Когда девушка налила воду в таз, Пруденс спросила:
— Мое черное платье готово?
— Простите, миледи, нет. Сказали, что оно еще не совсем закончено. А чепец готов.
— Хорошо, лишь бы оно было готово к завтрашнему дню. Тогда давай крашеное голубое.
Пруденс уселась расчесывать спутанные волосы. Еще одна ночь без косы, и все напрасно. Пруденс туго заколола волосы на макушке и надела чепец. Вот так. Никто не сможет обвинить ее в неподобающем легкомыслии.
Но потом в ее спальню вошел Кейт и пожелал доброго утра. Несмотря на ее разочарование, день вдруг засиял яркими красками.
— Ты позавтракала? — спросил он. — Если да, я могу поесть один.
— Нет-нет.
Пруденс взволнованно поднялась и отправила Карен за едой. Минуту назад у нее не было аппетита, а теперь она уже по другим причинам сомневалась, что сможет проглотить хоть кусочек. Но она не упустит любую возможность побыть с ним.
— Это бывшее голубое? — слегка поморщился Кейт.
— Мне это в тебе нравится, — улыбнулась Пруденс.
— Что?
— Ты говоришь, что думаешь. И твое мнение у тебя на лице написано.
— Это-то и довело меня до беды. Я тебе не рассказывал?
Пруденс не хотелось, чтобы хоть малейшая тень легла на это утро, но если Кейту нужно выговориться, она его выслушает.
— Что?
Кейт прислонился к столбику кровати.
— Мне приказали продать военный патент.
— Почему?
— Чтобы избавиться от меня. Меня могли выгнать из армии с позором и разжаловать. Тогда и патент нельзя было бы продать. А это единственные средства, с которыми уходит из армии большинство офицеров.
— Выгнать? За что?
— За постоянный отказ подчиняться дисциплине и, как заявили, побуждение других к тому же. У меня стойкое отвращение к идиотским порядкам и бессмысленным правилам. Я пытаюсь подавить их здесь, но чувствую, что они только нарастают.

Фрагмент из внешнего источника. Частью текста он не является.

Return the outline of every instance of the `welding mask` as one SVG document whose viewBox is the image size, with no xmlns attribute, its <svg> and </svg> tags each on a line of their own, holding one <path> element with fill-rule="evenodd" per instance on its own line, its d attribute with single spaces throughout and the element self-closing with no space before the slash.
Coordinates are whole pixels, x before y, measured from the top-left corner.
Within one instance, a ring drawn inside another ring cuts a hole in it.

— Что за идиотские правила?
— Здесь? Например, клерки должны вставать всякий раз, когда я вхожу в комнату. Это отвлекает их от работы, порой приводит к кляксам или другим погрешностям, но, как меня проинформировали, это должно быть именно так и не иначе. Думаю, потому, что Фламборо, Драмкоту и остальным нравится почитание.
— У слуг тоже свои ранги. И каждый надеется, что есть кто-то ниже, кто будет исполнять приказы.
Кейт уныло улыбнулся:
— Родившись в высших сословиях и имея много подчиненных, я не могу это комментировать. Ты ценишь такие условия?
Пруденс задумалась.
— Нет, но это восхитительно — иметь слуг, которые делают жизнь удобной.
— В самом деле?
— Какие правила ты нарушал в армии?
— Большей частью те, что касаются мундира. И не только моего, но и моих людей. Их могли наказать за потерянную пуговицу или неначищенную кокарду. Хорошие генералы во время боев на многое смотрели сквозь пальцы. Но как только наступало перемирие, снова цеплялись к каждой пуговице и поклону и наказывали нарушителей. А еще муштра. Вернувшись из боя, мы все скучали, и бесконечная муштра не помогала. И я придумал тренировки, которые могут помочь в настоящем бою. Это посеяло раздоры. Некоторые из моих людей предпочитали скуку, другим нравился мой режим. Но большинство офицеров не хотели волнений и беспокойства. Я неугомонный и беспокойный человек.